Risk-off traders in charge: Stocks down, gold up

File photo of Chesapeake Energy Corporation's campus in Oklahoma City, Oklahoma.
File photo of Chesapeake Energy Corporation's campus in Oklahoma City, Oklahoma.

By Ipek Ozkardeskaya

Asian stock markets slipped at the weekly open, following a deeply red close in New York after the rising worries of a second wave contagion took a toll on investment sentiment.

This time Nasdaq suffered as much as its peers, as the Facebook shares dived 8.32% on news that an increasing number of companies will stop advertisement spending on the social media platform pointing at inappropriate content. These companies include giants such as Starbucks, PepsiCo, and Levi’s. Provided that Facebook earns a big part of its revenues from advertisement — up to $17 billion last quarter only, the latter decision will probably have a dramatic impact on Facebook’s future revenues, hence its stock valuation.

In other discouraging company news, Chesapeake Energy, one of America’s leading shale oil extractors, filed for bankruptcy. The coronavirus lockdown has been fatal for the company, which has been already struggling with a huge debt burden since years. Chesapeake’s bankruptcy reminded oil stock investors that some of these companies are now living on the edge, as worries that a second wave contagion may lead to a slower recovery in global demand and a prolonged period of depressed market conditions.

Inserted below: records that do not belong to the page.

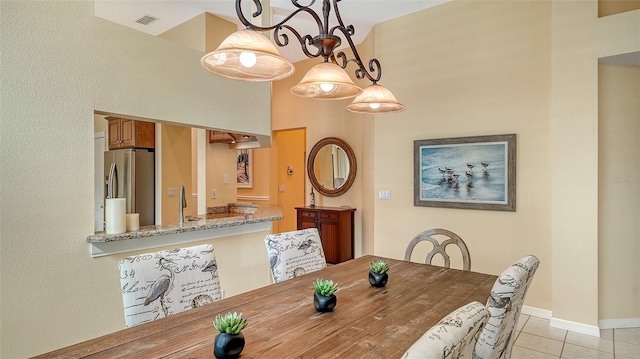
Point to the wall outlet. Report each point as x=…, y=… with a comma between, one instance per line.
x=386, y=195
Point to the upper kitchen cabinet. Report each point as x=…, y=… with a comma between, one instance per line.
x=125, y=133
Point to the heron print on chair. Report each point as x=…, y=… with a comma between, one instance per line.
x=466, y=172
x=292, y=254
x=160, y=284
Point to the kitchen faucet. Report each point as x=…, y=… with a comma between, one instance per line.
x=182, y=205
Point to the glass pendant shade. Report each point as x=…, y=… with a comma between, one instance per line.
x=375, y=99
x=249, y=56
x=326, y=81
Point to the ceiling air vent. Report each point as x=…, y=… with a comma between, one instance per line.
x=146, y=20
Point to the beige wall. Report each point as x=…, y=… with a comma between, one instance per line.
x=610, y=7
x=579, y=39
x=220, y=162
x=321, y=119
x=618, y=192
x=290, y=146
x=261, y=183
x=175, y=153
x=488, y=74
x=525, y=67
x=55, y=72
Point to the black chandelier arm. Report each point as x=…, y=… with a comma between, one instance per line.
x=305, y=41
x=375, y=69
x=243, y=19
x=349, y=28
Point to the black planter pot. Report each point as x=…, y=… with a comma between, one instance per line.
x=323, y=303
x=378, y=280
x=228, y=345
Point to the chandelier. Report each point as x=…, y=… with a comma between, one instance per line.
x=248, y=55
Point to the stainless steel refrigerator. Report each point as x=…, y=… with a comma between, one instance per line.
x=130, y=174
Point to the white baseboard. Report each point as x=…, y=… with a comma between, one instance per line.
x=536, y=312
x=619, y=323
x=575, y=327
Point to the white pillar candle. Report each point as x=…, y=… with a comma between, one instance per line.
x=133, y=222
x=114, y=218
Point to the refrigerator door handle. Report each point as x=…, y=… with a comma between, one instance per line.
x=112, y=182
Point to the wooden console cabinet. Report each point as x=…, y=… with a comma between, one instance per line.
x=126, y=133
x=335, y=226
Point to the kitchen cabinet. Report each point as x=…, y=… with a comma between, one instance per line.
x=126, y=133
x=335, y=226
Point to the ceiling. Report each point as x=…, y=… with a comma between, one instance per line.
x=362, y=14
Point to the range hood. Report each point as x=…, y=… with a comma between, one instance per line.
x=234, y=140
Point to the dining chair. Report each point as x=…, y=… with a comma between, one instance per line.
x=160, y=284
x=504, y=304
x=440, y=247
x=292, y=254
x=453, y=337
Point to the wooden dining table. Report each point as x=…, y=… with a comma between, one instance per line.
x=367, y=322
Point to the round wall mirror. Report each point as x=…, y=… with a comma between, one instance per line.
x=331, y=166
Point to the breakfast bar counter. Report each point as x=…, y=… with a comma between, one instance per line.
x=215, y=224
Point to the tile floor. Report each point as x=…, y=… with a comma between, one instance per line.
x=537, y=340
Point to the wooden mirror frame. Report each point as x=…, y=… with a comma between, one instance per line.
x=312, y=173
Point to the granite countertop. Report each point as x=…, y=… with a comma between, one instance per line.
x=236, y=214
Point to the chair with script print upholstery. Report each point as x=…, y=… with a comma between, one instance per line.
x=454, y=337
x=504, y=304
x=160, y=284
x=292, y=254
x=440, y=247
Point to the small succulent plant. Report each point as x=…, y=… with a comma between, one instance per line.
x=325, y=287
x=379, y=266
x=230, y=323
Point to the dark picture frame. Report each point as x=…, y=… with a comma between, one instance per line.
x=477, y=172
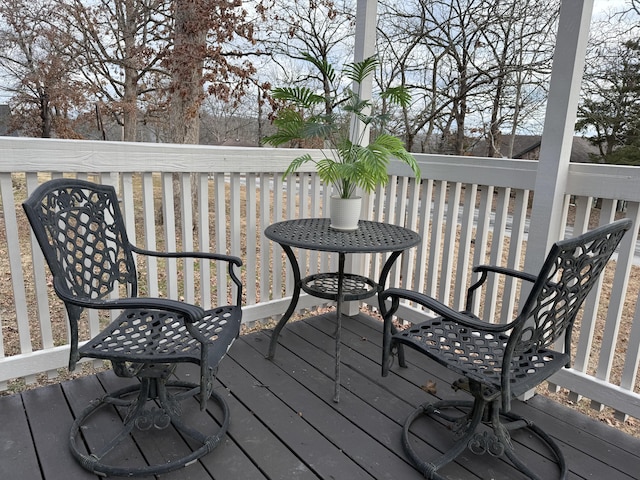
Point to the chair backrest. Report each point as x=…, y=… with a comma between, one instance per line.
x=81, y=232
x=569, y=273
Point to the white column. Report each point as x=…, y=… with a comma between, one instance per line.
x=557, y=136
x=365, y=47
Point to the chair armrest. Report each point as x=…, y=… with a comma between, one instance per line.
x=231, y=260
x=205, y=255
x=462, y=318
x=505, y=271
x=191, y=313
x=484, y=271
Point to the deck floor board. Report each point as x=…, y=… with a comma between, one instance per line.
x=284, y=424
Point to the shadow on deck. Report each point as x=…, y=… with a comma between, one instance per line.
x=284, y=424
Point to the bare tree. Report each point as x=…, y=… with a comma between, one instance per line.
x=207, y=57
x=519, y=49
x=37, y=70
x=119, y=46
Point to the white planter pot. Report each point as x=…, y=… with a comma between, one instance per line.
x=345, y=213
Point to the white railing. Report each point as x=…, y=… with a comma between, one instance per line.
x=468, y=211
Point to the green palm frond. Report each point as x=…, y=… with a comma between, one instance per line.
x=301, y=96
x=350, y=165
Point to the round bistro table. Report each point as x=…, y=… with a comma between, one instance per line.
x=317, y=234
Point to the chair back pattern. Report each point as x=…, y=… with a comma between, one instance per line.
x=570, y=271
x=80, y=230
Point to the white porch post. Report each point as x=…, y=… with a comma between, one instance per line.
x=557, y=136
x=365, y=46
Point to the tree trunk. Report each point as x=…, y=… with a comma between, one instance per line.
x=186, y=72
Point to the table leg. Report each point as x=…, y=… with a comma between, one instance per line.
x=292, y=305
x=382, y=285
x=339, y=300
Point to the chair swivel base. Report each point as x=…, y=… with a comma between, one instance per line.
x=153, y=404
x=496, y=440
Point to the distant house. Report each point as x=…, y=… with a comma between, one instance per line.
x=528, y=147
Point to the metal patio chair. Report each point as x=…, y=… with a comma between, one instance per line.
x=81, y=232
x=499, y=362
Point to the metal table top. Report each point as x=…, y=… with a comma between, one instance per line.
x=316, y=234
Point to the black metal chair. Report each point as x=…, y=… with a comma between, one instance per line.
x=80, y=229
x=499, y=362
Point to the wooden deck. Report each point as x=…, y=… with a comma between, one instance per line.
x=284, y=424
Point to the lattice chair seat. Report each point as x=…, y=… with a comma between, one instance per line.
x=80, y=229
x=479, y=355
x=499, y=362
x=147, y=335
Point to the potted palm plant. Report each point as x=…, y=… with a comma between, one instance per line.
x=349, y=162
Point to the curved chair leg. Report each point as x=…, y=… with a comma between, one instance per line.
x=164, y=412
x=465, y=430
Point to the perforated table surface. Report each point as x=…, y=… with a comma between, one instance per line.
x=317, y=234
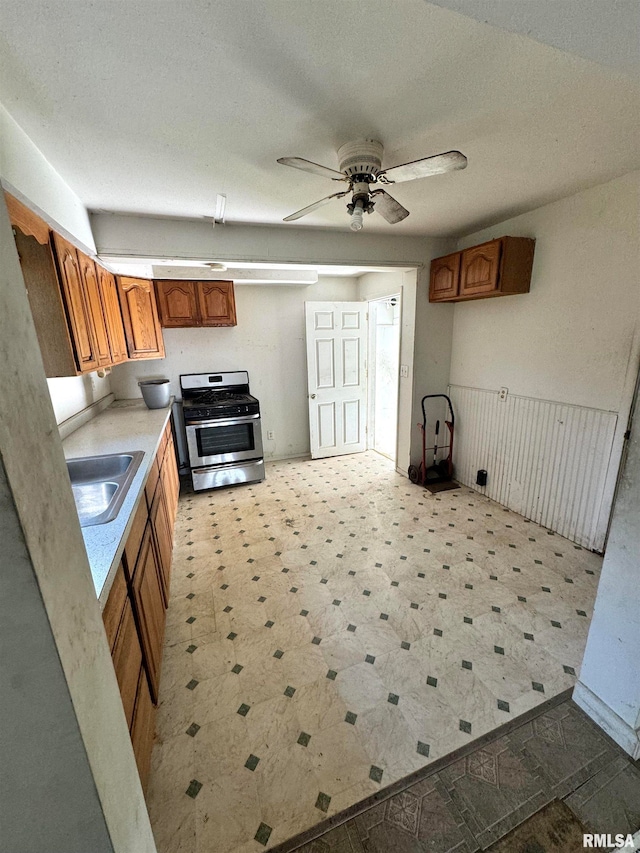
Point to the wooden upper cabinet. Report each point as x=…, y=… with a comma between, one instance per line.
x=76, y=303
x=217, y=304
x=445, y=277
x=196, y=303
x=89, y=274
x=479, y=269
x=26, y=220
x=112, y=315
x=177, y=303
x=73, y=300
x=496, y=268
x=140, y=316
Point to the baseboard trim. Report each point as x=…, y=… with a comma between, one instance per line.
x=617, y=729
x=80, y=418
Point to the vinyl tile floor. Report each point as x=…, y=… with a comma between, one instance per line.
x=335, y=628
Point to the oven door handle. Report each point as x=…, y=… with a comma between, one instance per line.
x=245, y=419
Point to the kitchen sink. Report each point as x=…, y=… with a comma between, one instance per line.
x=100, y=484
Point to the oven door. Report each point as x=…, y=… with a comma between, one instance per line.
x=219, y=442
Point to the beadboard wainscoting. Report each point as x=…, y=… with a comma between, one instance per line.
x=547, y=461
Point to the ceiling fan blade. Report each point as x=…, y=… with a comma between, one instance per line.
x=388, y=207
x=314, y=168
x=300, y=213
x=436, y=165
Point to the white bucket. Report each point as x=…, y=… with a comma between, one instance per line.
x=155, y=393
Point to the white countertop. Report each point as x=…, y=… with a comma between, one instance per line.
x=126, y=425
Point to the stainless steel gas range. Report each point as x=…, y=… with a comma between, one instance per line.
x=224, y=435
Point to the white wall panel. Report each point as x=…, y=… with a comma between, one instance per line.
x=547, y=461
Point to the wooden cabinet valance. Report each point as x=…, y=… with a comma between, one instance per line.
x=185, y=304
x=497, y=268
x=79, y=317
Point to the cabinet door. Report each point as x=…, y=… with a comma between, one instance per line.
x=140, y=316
x=113, y=609
x=479, y=269
x=445, y=278
x=150, y=609
x=171, y=482
x=76, y=304
x=177, y=303
x=216, y=302
x=113, y=315
x=163, y=533
x=127, y=660
x=142, y=729
x=96, y=312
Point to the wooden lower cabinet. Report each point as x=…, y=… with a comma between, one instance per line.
x=127, y=660
x=149, y=605
x=143, y=728
x=135, y=612
x=163, y=533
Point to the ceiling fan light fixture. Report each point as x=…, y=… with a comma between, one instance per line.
x=356, y=223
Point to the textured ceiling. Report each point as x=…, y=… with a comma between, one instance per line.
x=155, y=107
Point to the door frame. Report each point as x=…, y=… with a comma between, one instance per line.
x=371, y=371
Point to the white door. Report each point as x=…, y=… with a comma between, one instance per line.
x=336, y=368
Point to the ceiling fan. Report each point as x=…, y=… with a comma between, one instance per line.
x=360, y=166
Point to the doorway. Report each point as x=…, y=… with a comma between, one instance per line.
x=384, y=370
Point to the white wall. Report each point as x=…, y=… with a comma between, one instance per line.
x=575, y=338
x=570, y=339
x=30, y=177
x=609, y=685
x=268, y=342
x=137, y=236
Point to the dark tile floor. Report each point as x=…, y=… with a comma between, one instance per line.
x=467, y=801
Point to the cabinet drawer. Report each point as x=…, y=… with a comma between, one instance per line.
x=152, y=481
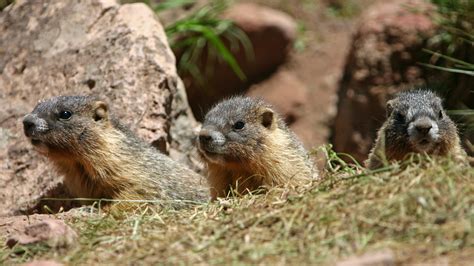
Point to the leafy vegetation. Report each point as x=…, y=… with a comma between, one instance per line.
x=203, y=34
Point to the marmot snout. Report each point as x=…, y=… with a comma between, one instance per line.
x=101, y=158
x=246, y=146
x=416, y=123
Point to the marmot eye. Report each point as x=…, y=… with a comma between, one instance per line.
x=239, y=125
x=65, y=115
x=399, y=117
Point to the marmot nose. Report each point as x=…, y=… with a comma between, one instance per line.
x=29, y=125
x=205, y=136
x=423, y=128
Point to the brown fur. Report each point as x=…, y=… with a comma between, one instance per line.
x=99, y=158
x=393, y=144
x=270, y=157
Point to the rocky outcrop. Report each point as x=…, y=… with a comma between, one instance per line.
x=271, y=34
x=120, y=53
x=383, y=60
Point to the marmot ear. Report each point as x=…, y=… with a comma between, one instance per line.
x=389, y=107
x=100, y=111
x=268, y=118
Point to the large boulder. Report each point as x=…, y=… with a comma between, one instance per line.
x=271, y=34
x=98, y=47
x=383, y=60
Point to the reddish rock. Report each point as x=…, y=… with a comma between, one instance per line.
x=117, y=52
x=54, y=233
x=383, y=60
x=271, y=34
x=285, y=92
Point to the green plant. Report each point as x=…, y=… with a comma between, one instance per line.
x=203, y=33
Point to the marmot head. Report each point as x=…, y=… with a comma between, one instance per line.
x=235, y=130
x=417, y=119
x=62, y=125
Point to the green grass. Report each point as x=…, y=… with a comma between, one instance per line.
x=421, y=211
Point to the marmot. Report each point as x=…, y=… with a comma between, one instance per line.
x=246, y=146
x=102, y=159
x=416, y=123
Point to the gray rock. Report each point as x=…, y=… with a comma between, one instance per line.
x=120, y=53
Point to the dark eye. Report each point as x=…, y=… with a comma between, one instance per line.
x=399, y=117
x=65, y=115
x=238, y=125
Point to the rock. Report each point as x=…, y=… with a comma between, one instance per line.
x=43, y=263
x=383, y=60
x=97, y=47
x=285, y=92
x=382, y=258
x=54, y=233
x=271, y=34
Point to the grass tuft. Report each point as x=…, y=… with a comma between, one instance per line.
x=419, y=209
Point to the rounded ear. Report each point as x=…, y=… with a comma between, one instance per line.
x=268, y=118
x=101, y=111
x=390, y=105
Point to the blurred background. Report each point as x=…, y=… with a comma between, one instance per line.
x=328, y=66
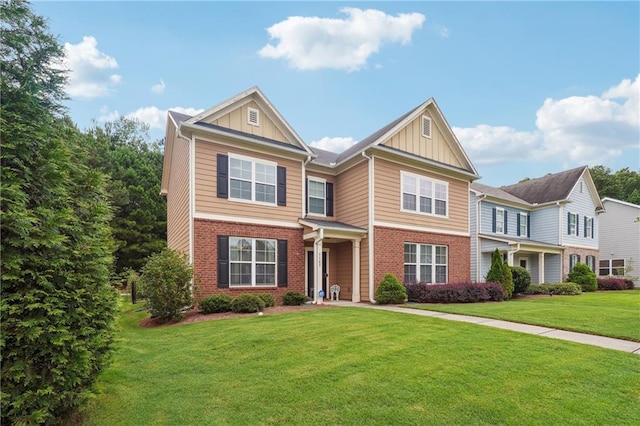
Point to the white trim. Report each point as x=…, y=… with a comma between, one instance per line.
x=421, y=229
x=246, y=220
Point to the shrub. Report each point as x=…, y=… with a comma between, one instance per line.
x=615, y=284
x=454, y=293
x=584, y=276
x=566, y=289
x=507, y=281
x=390, y=290
x=166, y=284
x=215, y=303
x=521, y=279
x=293, y=298
x=247, y=303
x=268, y=300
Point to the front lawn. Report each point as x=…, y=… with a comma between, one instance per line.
x=605, y=313
x=357, y=366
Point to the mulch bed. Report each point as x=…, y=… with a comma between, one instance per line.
x=195, y=316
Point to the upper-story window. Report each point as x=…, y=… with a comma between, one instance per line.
x=424, y=195
x=317, y=196
x=252, y=179
x=572, y=227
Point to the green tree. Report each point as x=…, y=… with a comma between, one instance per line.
x=121, y=149
x=57, y=306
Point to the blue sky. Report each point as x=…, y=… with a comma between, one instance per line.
x=529, y=88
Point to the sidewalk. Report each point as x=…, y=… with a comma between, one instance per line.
x=587, y=339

On the other hand, the Chesapeake’s fall is positive news for a lower global glut, as the shale-oil giant has partly been responsible for the rapid buildup in global inventories for years and had a negative impact on oil prices. Therefore, we may see a limited retreat in WTI, though the risk-off sentiment across the market should encourage a renewed test of the $37 per barrel support and push for a deeper correction towards the $35 mark.

Nikkei lost more than 2% in Tokyo as retail sales fell 12.3% y-o-y in May, more than analyst estimates. The ASX (-1.94%), Hang Seng (-1.20%) and Shanghai’s Composite (-0.81%) edged lower. Activity in European futures hint at a morose start to the week in the old continent, as well. The FTSE 100 could feel the pinch of a renewed sell-off in energy space, as rising fears of a renewed COVID sell-off mixed with the pessimism following Chesapeake’s bankruptcy will likely weigh on global energy stocks. In the FX, the US dollar eased against most of its G10 counterparts and demand in yen, Swiss franc and US treasuries rose. The US 10-year yield retreated to 0.64%.

Long euro remains the consensus view against a soft US dollar, as the European recovery story remains operational with no alarming sign of a rise in new coronavirus cases. The European nations accelerate business reopening, and there is a firm belief that the 750-billion-euro fiscal aid package will get approval shortly and give another boost to the single currency.

Therefore, price retreats below the 1.12 mark could be interesting deep buying opportunities for traders trading the euro recovery story, as long as the pair remains above the critical 1.1160 Fibonacci retracement (major 38.2% on April – June recovery). The latest CFTC data confirms a further rise in net speculative positions in euro.

Cable consolidates losses below its 100-day moving average (1.2395). The sterling risks remain tilted to the downside on Brexit uncertainties, although the fact that the decision deadline has been pushed to October is a relief for short-term traders. The upside potential will likely remain capped near the 200-day moving average, 1.27.

Lingering risks across the global risk markets and sliding sovereign yields continue pushing capital into gold. The price of an ounce advanced past $1,770 on Monday, after rebounding from the $1750 mark last Friday. The $1,750 level is now a critical support for oil traders, though the 50-day moving average ($1722) should be a solid safety net in case of an unexpected break below this support.